Applied Philo

Two summers ago, I worked as a technician in the local computer store, Computer Service Center, in my old hometown. They paid me seven bucks an hour. I lightened their summer load, and let the regular technicians have more time off. I really had no problem with the arrangement. The technicians were friendly folk, and after the initial culture shock (a KID works here now?) we got to know one another fairly well.

During the summer, I had conversations with the owner, one Lonny Terry. Now, people's philosophies on life have always interested me. Lonny revealed a part of his, one day, when I had made a conversational faux pais with a customer. "Life is a sale," he told me, "you have to be the marketer of a product, an idea, of yourself."

He was talking about my failure to convince a customer to remain in the store by answering their question too, uh, bluntly. "When you want a job, what do you sell? Yourself. You've got to make it clear that it is in another person or institution's interests to have your help," he continued, "and there's truly no other human or polite way to treat a person." He was right. It would be quite depraved to, like a child, demand that another pay heed to my wishes without offering something in return. Children demand; adults trade. A trade not in the sense of a phony car salesman, but as an honest human being, treating another person as a human being, laying one's cards on the table and playing fair, shaking hands.

That summer, I learned the cool art of trade.

During the summer, I consulted the alpha tech for advice, one Brian Fleming. Now, people's philosophies on life have always intrigued me. Brian revealed a part of his, one day, when I asked for his help repairing a Packard Bell. Anyone who has worked on computers has thanked their respective deity for the implosion of the company. Packard Bells have always been notorious for their cheapness and the difficulty one must go through to repair them.

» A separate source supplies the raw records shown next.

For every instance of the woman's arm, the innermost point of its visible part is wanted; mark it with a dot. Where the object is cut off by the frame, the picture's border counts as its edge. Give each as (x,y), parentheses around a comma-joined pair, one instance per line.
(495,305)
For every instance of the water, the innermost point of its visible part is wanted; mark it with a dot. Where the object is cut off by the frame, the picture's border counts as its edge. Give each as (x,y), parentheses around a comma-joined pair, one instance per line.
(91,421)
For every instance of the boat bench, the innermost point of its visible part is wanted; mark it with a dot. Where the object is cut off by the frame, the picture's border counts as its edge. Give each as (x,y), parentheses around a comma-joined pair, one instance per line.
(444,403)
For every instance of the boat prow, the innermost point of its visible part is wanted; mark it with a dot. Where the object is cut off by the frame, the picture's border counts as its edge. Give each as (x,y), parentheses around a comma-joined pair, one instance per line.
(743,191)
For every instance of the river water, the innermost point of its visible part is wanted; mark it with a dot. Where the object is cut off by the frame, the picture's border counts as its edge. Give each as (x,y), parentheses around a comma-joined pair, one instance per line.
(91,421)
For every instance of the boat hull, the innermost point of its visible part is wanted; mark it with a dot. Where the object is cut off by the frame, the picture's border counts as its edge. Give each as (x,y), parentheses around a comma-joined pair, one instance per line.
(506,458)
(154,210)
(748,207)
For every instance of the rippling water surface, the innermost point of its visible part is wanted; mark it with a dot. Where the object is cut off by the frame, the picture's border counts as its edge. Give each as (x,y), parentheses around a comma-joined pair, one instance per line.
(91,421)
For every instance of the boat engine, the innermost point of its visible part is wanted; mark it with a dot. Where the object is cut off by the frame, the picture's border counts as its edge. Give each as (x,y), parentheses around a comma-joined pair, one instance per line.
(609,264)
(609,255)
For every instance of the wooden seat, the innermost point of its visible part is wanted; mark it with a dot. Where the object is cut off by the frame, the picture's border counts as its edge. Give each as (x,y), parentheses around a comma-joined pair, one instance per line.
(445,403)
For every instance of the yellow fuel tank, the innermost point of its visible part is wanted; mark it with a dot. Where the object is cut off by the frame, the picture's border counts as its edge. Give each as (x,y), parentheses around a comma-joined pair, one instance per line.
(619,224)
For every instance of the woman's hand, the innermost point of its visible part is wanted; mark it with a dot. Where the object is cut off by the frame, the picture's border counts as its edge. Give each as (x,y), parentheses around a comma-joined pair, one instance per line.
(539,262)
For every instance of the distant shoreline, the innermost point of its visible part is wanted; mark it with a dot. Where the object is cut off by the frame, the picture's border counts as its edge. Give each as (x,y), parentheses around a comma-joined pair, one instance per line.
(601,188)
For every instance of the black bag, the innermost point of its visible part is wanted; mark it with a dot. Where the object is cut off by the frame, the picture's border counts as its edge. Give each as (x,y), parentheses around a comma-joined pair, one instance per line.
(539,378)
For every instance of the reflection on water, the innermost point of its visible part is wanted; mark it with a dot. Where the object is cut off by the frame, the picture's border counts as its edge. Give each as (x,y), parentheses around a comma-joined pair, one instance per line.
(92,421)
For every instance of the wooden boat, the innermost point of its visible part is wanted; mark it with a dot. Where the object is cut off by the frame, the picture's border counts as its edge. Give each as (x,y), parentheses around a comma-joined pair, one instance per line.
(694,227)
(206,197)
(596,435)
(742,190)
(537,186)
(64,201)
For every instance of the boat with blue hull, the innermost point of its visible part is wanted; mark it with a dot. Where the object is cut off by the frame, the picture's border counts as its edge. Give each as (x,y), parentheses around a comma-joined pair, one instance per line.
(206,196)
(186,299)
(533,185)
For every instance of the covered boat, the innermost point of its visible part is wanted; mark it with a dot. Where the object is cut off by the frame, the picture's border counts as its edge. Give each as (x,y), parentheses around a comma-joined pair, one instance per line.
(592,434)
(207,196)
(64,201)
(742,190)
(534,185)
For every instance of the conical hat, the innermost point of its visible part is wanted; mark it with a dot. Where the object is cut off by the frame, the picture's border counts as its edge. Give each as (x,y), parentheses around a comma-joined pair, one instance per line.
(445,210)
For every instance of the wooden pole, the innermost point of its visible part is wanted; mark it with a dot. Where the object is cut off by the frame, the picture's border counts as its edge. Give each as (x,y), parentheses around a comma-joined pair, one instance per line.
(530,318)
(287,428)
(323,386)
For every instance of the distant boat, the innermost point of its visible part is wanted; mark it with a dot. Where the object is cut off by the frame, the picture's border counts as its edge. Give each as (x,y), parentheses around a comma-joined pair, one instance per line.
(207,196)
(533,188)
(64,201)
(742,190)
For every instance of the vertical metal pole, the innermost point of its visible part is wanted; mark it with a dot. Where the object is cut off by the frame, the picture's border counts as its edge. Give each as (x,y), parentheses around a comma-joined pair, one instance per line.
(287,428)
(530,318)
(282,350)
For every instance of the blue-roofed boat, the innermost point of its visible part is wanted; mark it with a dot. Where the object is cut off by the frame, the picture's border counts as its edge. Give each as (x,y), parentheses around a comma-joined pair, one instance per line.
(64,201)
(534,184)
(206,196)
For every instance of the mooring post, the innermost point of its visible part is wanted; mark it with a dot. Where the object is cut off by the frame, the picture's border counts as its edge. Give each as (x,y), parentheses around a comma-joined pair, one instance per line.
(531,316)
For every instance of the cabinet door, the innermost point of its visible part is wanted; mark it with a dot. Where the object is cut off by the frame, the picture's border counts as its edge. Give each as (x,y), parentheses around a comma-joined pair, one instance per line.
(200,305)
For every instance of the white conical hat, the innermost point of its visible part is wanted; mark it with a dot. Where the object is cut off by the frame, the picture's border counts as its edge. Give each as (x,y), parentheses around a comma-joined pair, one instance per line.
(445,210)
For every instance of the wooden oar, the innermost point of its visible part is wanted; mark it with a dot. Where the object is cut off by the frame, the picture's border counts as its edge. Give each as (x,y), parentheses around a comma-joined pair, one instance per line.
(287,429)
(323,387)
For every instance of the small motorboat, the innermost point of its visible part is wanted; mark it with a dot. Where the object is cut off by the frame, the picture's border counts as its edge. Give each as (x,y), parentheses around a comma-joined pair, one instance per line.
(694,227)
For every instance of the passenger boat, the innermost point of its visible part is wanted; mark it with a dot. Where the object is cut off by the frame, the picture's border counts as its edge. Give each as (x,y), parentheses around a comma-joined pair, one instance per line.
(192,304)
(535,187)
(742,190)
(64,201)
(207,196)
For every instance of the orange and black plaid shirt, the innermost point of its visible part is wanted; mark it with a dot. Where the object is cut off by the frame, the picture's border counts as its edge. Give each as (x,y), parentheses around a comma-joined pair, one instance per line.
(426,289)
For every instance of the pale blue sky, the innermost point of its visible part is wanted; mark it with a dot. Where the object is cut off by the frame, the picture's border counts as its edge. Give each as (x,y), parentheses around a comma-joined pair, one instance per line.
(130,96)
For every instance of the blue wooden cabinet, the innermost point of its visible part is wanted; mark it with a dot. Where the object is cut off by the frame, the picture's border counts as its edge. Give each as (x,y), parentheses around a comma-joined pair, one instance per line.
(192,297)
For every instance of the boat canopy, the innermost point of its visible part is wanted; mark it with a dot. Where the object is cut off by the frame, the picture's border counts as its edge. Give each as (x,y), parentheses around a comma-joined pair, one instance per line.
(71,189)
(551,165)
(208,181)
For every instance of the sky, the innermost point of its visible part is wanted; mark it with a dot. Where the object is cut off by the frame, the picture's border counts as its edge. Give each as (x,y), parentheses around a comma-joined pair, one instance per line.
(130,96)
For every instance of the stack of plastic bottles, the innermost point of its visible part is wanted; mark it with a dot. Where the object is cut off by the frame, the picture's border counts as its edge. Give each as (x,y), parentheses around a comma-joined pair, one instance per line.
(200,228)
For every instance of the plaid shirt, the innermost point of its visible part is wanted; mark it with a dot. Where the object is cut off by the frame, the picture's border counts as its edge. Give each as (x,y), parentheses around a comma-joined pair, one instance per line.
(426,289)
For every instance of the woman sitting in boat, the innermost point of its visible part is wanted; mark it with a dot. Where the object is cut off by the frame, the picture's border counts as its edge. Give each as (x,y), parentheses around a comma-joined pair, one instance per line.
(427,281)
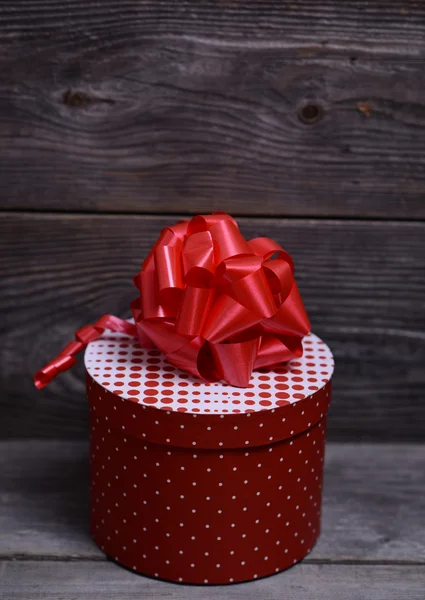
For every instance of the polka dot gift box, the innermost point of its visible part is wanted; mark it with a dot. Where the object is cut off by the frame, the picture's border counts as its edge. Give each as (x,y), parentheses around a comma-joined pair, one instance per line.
(207,411)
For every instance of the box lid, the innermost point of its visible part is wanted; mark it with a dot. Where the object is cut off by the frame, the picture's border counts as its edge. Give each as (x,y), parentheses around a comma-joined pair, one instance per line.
(138,391)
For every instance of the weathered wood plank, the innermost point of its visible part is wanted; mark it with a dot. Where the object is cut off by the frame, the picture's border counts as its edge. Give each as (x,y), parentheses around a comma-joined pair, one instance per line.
(363,285)
(385,25)
(106,581)
(373,504)
(141,107)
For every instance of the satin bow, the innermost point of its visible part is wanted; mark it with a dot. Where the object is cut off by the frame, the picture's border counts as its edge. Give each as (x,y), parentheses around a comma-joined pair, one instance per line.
(216,305)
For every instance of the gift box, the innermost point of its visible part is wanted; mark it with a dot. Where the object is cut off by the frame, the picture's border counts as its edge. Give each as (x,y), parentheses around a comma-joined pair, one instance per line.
(207,411)
(203,482)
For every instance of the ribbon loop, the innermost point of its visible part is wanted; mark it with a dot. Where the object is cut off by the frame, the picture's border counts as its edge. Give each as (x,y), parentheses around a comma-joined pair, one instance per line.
(216,305)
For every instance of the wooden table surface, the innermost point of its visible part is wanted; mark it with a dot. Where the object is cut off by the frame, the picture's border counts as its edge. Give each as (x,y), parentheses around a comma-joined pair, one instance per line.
(372,545)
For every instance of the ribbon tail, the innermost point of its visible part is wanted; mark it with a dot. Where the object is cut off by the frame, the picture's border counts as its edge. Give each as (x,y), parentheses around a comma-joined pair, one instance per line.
(66,358)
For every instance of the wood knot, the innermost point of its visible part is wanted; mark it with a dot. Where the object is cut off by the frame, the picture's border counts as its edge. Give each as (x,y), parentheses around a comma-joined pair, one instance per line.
(75,98)
(365,108)
(310,113)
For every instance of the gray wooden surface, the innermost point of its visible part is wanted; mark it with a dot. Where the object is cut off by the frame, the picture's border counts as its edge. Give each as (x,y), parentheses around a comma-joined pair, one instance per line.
(101,581)
(363,285)
(372,544)
(139,106)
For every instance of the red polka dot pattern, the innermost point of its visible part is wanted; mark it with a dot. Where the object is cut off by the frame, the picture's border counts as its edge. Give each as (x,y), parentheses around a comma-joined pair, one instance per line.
(144,376)
(202,483)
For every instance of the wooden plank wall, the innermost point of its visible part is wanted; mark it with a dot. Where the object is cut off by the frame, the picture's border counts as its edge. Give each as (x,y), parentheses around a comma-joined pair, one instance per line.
(305,119)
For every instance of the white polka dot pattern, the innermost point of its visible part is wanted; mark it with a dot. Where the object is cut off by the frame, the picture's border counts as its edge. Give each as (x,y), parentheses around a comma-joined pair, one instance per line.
(119,364)
(189,493)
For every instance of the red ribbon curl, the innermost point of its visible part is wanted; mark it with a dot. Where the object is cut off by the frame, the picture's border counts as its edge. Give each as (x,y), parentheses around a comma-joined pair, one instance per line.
(216,305)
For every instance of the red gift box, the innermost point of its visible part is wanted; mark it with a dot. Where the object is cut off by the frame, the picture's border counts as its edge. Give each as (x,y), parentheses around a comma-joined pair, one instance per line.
(201,482)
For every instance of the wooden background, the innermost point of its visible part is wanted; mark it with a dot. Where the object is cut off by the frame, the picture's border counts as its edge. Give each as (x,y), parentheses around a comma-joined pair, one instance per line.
(305,119)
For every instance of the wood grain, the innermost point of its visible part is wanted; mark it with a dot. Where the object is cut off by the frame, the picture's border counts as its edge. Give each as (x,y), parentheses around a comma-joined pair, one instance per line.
(140,107)
(373,503)
(106,581)
(362,283)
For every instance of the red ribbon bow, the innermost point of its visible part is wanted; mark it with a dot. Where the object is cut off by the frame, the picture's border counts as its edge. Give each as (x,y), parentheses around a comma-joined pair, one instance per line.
(216,305)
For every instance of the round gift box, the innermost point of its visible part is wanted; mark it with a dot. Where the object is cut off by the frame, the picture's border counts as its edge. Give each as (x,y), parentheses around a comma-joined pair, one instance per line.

The particular model was shaped like a rhombus with the larger base sitting on the table, obscuring the motherboard. I had spent around fifteen minutes (a long time, in a computer store) trying to push a wire into the oblique end, failing. He walked over, took one look at the problem, ushered me aside, and set to work. Instead of daintily inserting his hand into the case, he gave it no such delicacy. Brian jammed his hand into the computer. He didn't worry about the grime on his hand or the pain from the casing. In under a minute, the wire was in place, and Brian turned to me, and said,

"Sometimes, you've just gotta do it."

I like that philosophy. So, one summer ago I worked as a research assistant for a Clemson University computer science professor. I just did the work, and I made it applicable to any computer science experiment. It was an experience in applied philosophy.